An empirical investigation into the nature of test smells

Author(s): Michele Tufano, Fabio Palomba, Gabriele Bavota, Massimiliano Di Penta, Rocco Oliveto, Andrea De Lucia, Denys Poshyvanyk
Venue: Automated Software Engineering (ASE)
Date: 06 October 2016

Type of Experiement: Case Study
Class/Experience Level: Graduate Student
Participant Selection: Invited from Apache and Eclipse ecosystems
Data Collection Method: Survey


A study of 19 developers were given a survey which tried to pinpoint if developers were aware of test smells, identify test smells, determine the severity of the test smell, if the test smell would be fixed, and determine if a test smell was an indicator of a code smell in the production code that is being tested.

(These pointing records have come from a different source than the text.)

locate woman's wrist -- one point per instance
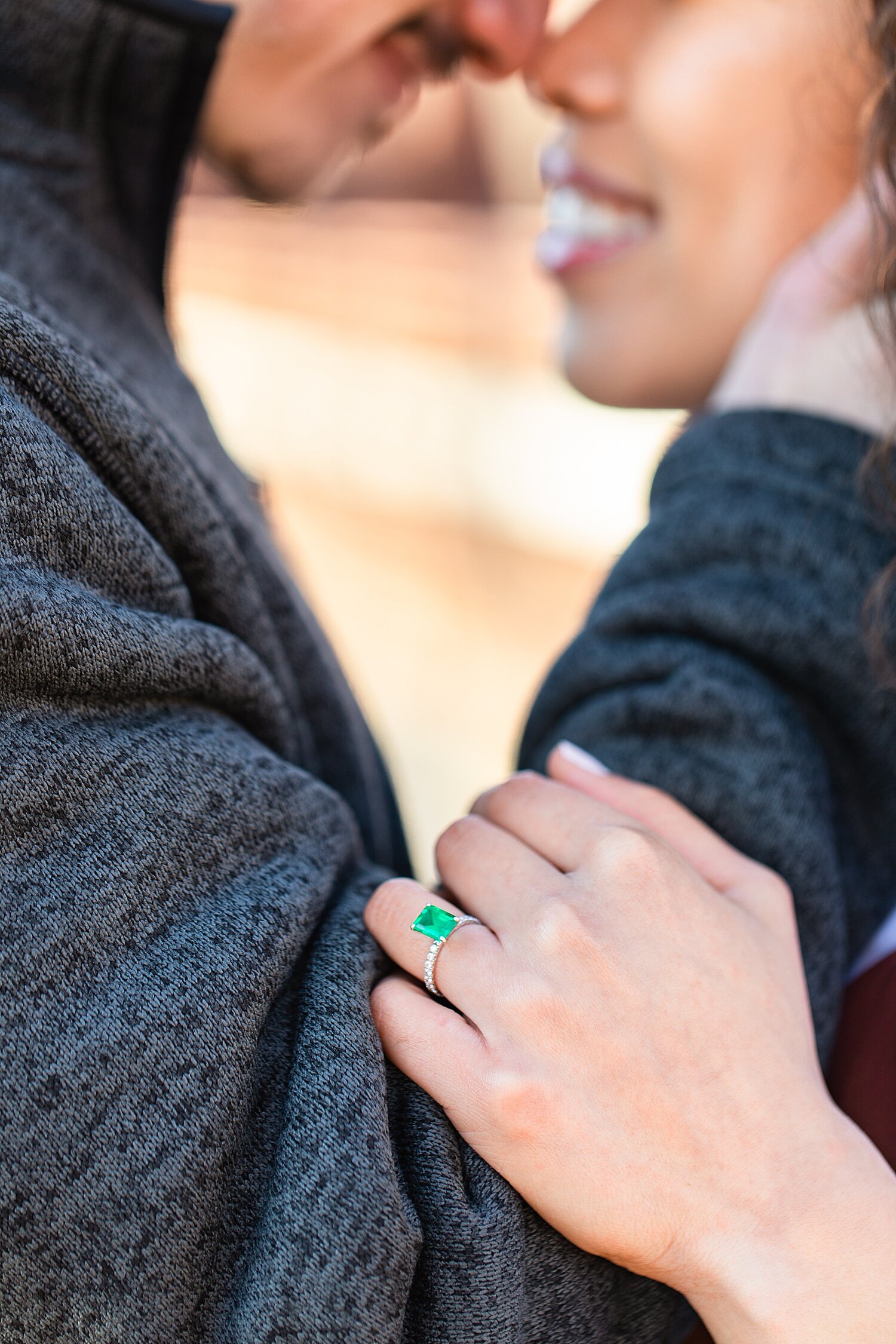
(817, 1261)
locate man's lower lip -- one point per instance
(559, 253)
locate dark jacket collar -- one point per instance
(101, 97)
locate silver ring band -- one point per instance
(433, 955)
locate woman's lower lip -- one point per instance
(559, 253)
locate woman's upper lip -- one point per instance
(559, 168)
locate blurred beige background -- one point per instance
(383, 364)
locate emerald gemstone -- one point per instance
(434, 922)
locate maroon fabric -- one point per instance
(863, 1069)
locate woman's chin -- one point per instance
(614, 364)
(601, 372)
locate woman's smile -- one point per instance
(703, 143)
(590, 219)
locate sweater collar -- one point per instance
(100, 99)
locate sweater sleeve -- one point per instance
(725, 663)
(198, 1135)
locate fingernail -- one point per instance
(584, 760)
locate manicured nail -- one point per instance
(584, 760)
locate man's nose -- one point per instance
(501, 35)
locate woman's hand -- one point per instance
(636, 1054)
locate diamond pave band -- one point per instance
(438, 925)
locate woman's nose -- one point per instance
(581, 70)
(503, 34)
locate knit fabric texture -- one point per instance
(726, 662)
(199, 1140)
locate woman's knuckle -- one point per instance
(629, 855)
(517, 1105)
(559, 926)
(456, 837)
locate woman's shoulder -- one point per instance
(780, 450)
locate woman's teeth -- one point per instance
(576, 222)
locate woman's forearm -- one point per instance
(823, 1265)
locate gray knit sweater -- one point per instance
(198, 1137)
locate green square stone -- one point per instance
(434, 922)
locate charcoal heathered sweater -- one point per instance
(198, 1137)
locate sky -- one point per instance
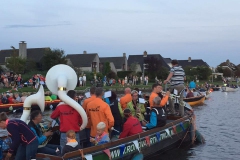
(177, 29)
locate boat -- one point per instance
(195, 101)
(229, 89)
(173, 134)
(18, 106)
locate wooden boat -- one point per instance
(159, 139)
(229, 89)
(18, 106)
(195, 101)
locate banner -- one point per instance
(136, 144)
(158, 135)
(107, 151)
(168, 132)
(88, 157)
(147, 140)
(122, 147)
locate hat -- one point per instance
(126, 111)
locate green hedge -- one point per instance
(122, 74)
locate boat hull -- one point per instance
(195, 101)
(228, 89)
(149, 142)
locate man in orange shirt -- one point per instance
(125, 99)
(157, 88)
(99, 111)
(85, 103)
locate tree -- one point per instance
(16, 63)
(106, 68)
(53, 57)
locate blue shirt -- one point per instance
(153, 121)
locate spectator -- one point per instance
(101, 136)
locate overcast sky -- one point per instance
(177, 29)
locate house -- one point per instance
(192, 63)
(139, 60)
(34, 54)
(85, 62)
(116, 63)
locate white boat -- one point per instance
(229, 89)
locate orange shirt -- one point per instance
(124, 100)
(99, 111)
(85, 103)
(163, 101)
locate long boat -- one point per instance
(173, 134)
(19, 106)
(229, 89)
(195, 101)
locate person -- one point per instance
(192, 85)
(176, 77)
(126, 98)
(41, 133)
(157, 88)
(24, 141)
(99, 111)
(71, 145)
(117, 113)
(158, 117)
(137, 109)
(189, 93)
(70, 119)
(132, 126)
(84, 80)
(85, 103)
(101, 136)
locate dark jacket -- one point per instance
(20, 134)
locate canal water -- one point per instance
(219, 122)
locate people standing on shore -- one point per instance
(176, 78)
(24, 141)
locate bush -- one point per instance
(122, 74)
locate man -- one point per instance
(132, 126)
(126, 98)
(157, 115)
(42, 135)
(24, 142)
(99, 111)
(156, 89)
(84, 80)
(70, 119)
(176, 77)
(85, 103)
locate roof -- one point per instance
(35, 54)
(167, 60)
(117, 61)
(139, 59)
(82, 60)
(193, 63)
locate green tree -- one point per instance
(106, 68)
(16, 63)
(53, 57)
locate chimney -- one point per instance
(145, 54)
(23, 49)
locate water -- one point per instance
(219, 122)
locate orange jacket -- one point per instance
(99, 111)
(85, 103)
(124, 100)
(153, 95)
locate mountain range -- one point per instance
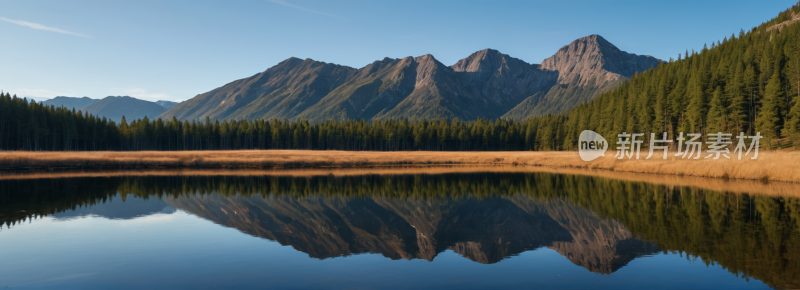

The study was conducted with only 5 different test smells: having assertions with no failure explanation, if the test tests more than one method, if the test's setUp method is too generic for the test case, if the test has a mystery file as a external resource and not self contained, and if the test uses the toString method to test for equality. The survey was given out to 298 developers in which only 19 developers responded. The survey was designed to be completed under 30 minutes. The survey was structured as so: the developer would first be given a test file and was asked if they could see any problems with the code. If they answered yes, they would be asked what they were, then explain why the problem was introduced. They they would be asked if they believe the test should be refactored and if they answered "yes", they would be asked if they would do it themselves.

The results were so, developers were not very good at identifying test smells, only 17 of the 95 test smells were identified by the developers. Only 5 of the 19 participants were able to identify test smells. From those answers that correctly identified a test smells, 91% of the developers believed that the test smell was not really a big issue and did not need refactoring as it would not be beneficial. Because of this, developers also believed that they could not refactor the test themselves as they did not have a solution to the problem. The most important result of the study was that developers had a hard time answering the question: "how was this code smell introduced?". Overall the results of this study indicated that developers are not able to correctly identify what a test smell is and if they can, they can not identify how a test smell is introduced. Developers are unable to identify the root cause of the test smell thus they are unable to fix the issue.